Aku Ingin Mencintaimu dengan Sederhana

Aku Ingin Mencintaimu dengan Sederhana

Hari Sabtu atau Minggu emank paling enak dibuat istrirahat, jalan-jalan, kumpul sama teman atau keluarga, atau melakukan hal lainnya untuk sekedar melepaskan penat. Oleh karena itu mulai hari ini postingan hari sabtu minggu (jika sempet untuk posting tapi..) akan berisi postingan yang ringan-ringan saja, enak dibaca dan tidak menimbulkan pusing hehe...misalnya postingan berisi tentang cerpen, tempat wisata atau hal lainnya yang dapat menghilangkan penat.

Postingan dibawah ini berisi cerpen yang mungkin enak dibaca kali yah, klo gak enak jangan muntah ya hehe..

Aku Ingin Mencintaimu dengan Sederhana

Aku memandang kalender yang terletak di meja dengan kesal. Sabtu, 30 Agustus 2012, hari ulang tahun perkawainan kami yang ketiga. Dan untuk ketiga kalinya pula Aa' lupa. Ulang tahun pertama, Aa' lupa karena harus rapat dengan direksi untuk menyelesaikan beberapa masalah keuangan perusahaan. Sebagai direktur keuangan, Aa' memang berkewajiban menyelesaikan masalah tersebut. Baiklah aku maklum. Persoalan waktu itu memang lumayan pelik.

Ulang tahun kedua, Aa' harus keluar kota untuk melakukan persentasi. Kesibukannya membuatnya lupa. Dan setelah minta maaf, waktu aku menyatakan kekesalanku dengan kalem ia menyahut, "Dik toh aku sudah membuktikan cintaku sepanjang tahun. Hari itu tidak dirayakan kan tidak apa-apa. Cinta kan tidak butuh upacara..."

Sekarang, pagi-pagi ia sudah pamit ke kantor karena harus menyiapakan beberapa dokumen rapat. Ia bangun saat aku berada di kamar mandi. Aku memang sengaja tidak mengingatkannya tentang ulang tahun pernikahan kami. Aku ingin mengujinya, apakah ia ingat atau tidak kali ini. Nyatanya? Aku menarik napas panjang.
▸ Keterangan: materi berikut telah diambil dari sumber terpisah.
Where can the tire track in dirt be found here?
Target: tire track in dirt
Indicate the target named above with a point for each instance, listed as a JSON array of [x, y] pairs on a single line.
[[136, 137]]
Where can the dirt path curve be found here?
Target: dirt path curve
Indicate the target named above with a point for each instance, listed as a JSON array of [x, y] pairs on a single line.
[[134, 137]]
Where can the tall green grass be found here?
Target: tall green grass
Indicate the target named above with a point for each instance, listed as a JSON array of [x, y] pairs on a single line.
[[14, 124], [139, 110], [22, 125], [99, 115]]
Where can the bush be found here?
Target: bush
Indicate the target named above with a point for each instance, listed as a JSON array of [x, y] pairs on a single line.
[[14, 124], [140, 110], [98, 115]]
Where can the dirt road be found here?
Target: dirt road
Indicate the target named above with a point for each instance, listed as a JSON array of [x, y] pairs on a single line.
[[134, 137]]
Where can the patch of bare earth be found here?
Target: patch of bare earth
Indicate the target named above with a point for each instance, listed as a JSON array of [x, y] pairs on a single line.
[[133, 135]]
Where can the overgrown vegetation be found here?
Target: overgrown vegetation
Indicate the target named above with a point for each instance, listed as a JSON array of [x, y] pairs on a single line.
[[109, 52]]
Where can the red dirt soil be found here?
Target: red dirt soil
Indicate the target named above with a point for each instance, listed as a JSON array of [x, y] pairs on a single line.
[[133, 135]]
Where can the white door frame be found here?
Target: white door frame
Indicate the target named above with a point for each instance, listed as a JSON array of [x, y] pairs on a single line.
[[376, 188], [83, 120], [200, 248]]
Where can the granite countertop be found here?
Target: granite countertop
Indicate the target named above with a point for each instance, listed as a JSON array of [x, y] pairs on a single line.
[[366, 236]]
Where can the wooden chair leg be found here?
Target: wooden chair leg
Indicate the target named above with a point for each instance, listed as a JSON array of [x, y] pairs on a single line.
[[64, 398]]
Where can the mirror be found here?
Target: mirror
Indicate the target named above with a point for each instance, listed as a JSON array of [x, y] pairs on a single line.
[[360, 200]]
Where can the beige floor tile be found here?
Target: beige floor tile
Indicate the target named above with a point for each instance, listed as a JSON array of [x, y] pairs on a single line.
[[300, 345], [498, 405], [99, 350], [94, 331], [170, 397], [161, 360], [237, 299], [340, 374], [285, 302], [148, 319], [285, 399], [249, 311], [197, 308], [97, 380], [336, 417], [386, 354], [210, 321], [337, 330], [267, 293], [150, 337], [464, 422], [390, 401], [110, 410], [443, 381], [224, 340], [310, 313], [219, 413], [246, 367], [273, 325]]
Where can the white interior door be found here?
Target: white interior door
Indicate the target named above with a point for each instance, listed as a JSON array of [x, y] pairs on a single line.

Heran, apa sih susahnya mengingat hari ulang tahun perkawinan sendiri? Aku mendengus kesal. Aa' memang berbeda dengan aku. Ia kalem dan tidak ekspresif, apalagi romantis. Maka, tidak ada bunga pada momen-momen istimewa atau puisi yang dituliskan di selembar kertas merah muda seperti yang sering kubayangkan saat sebelum aku menikah.

Sedangkan aku, ekspresif dan romantis. Aku selalu memberikan hadiah dengan kata-kata manis setiap hari ulang tahunnya. Aku juga tidak lupa mengucapakan berpuluh kali kata I love you setiap minggu. Mengirim pesan, bahkan puisi lewat sms saat ia keluar kota. Pokoknya, bagiku cinta harus diekspresikan dengan jelas. Karena kejelasan juga bagian dari cinta.

Aku tahu, kalau aku mencintai Aa', aku harus menerimanya apa adanya. Tetapi, masak sih orang tidak mau berubah dan belajar? Bukankah aku sudah mengajarinya untuk bersikap lebih romantis? Ah, pokoknya aku kesal titik. Dan semua menjadi tidak menyenagkan bagiku. Aku uring-uringan. Aa' jadi benar-benar menyebalkan di mataku. Aku mulai menghitung-hitung waktu dan perhatian yang diberikannya kepadaku dalam tiga tahun perkawinan kami. Tidak ada akhir minggu yang santai. Jarang sekali kami pergi berdua untuk makan malam di luar. Waktu luang biasanya dihabiskan untuk tidur sepanjang hari. Jadilah aku manyun sendiri hampir setiap hari minggu dan cuma bisa memandangnya mendengkur dengan manis di tempat tidur.

Rasa kesalku semakin menjadi. Apalagi, hubungan kami seminggu ini memang sedang tidak baik, Kami berdua sama-sama letih. Pekerjaan yang bertumpuk di tempat tugas kami masing-masing membuat kami bertemu di rumah dalam keadaan sama-sama letih dan mudah tersinggung satu sama lain. Jadilah, beberapa kali kami bertengkar minggu ini.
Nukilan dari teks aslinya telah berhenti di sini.